The Mount Moriah MP added: “If you talking about salaries, we have people within the service who are making hundreds of thousands of dollars, three or four or maybe five times as (much as) MPs and not even working as hard. So we need to cut the politics out of it and look at the reality.”
He said this was a part of the government’s strategy to curb the occurrence of corruption.
“Because as the prime minister says once we do that then I am saying to you, my ministers and everyone else there is no need for you to be going around the corner to be taking $10,000, $20,000 or $30,000 because I am coming after you but I am saying I want to make it fair.

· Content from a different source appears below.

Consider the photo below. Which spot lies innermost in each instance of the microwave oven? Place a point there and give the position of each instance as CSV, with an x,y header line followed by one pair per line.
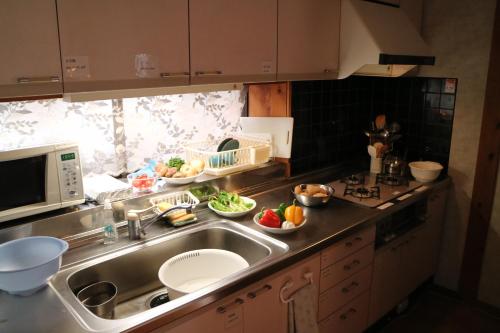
x,y
39,179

“From my personal perspective with my salary, in addition to having my own financial obligations, I ensure that a portion of that goes to helping people in my constituency because I think that’s the right thing to do because when people don’t have and you have a little more, you want to help them. We need to look at it from a realistic stand point.”
This comes after Works Minister Desmond Bannister told The Nassau Guardian on Monday a review of MPs’ salaries is long overdue. He applauded the prime minister for addressing the controversial issue.
Dr Minnis has been heavily criticised over the issue because he was against the same matter three years ago while in opposition.
Back in 2014 and in response to the Christie administration’s desire for the same thing, he said: “As long as I am leader of this country, the FNM would not support any pay increase with all the pain and suffering that is going on in this country.”
Since 2014, economic growth remains slow and the Minnis administration frequently laments the state of the country’s finances and the unemployment rate remains high.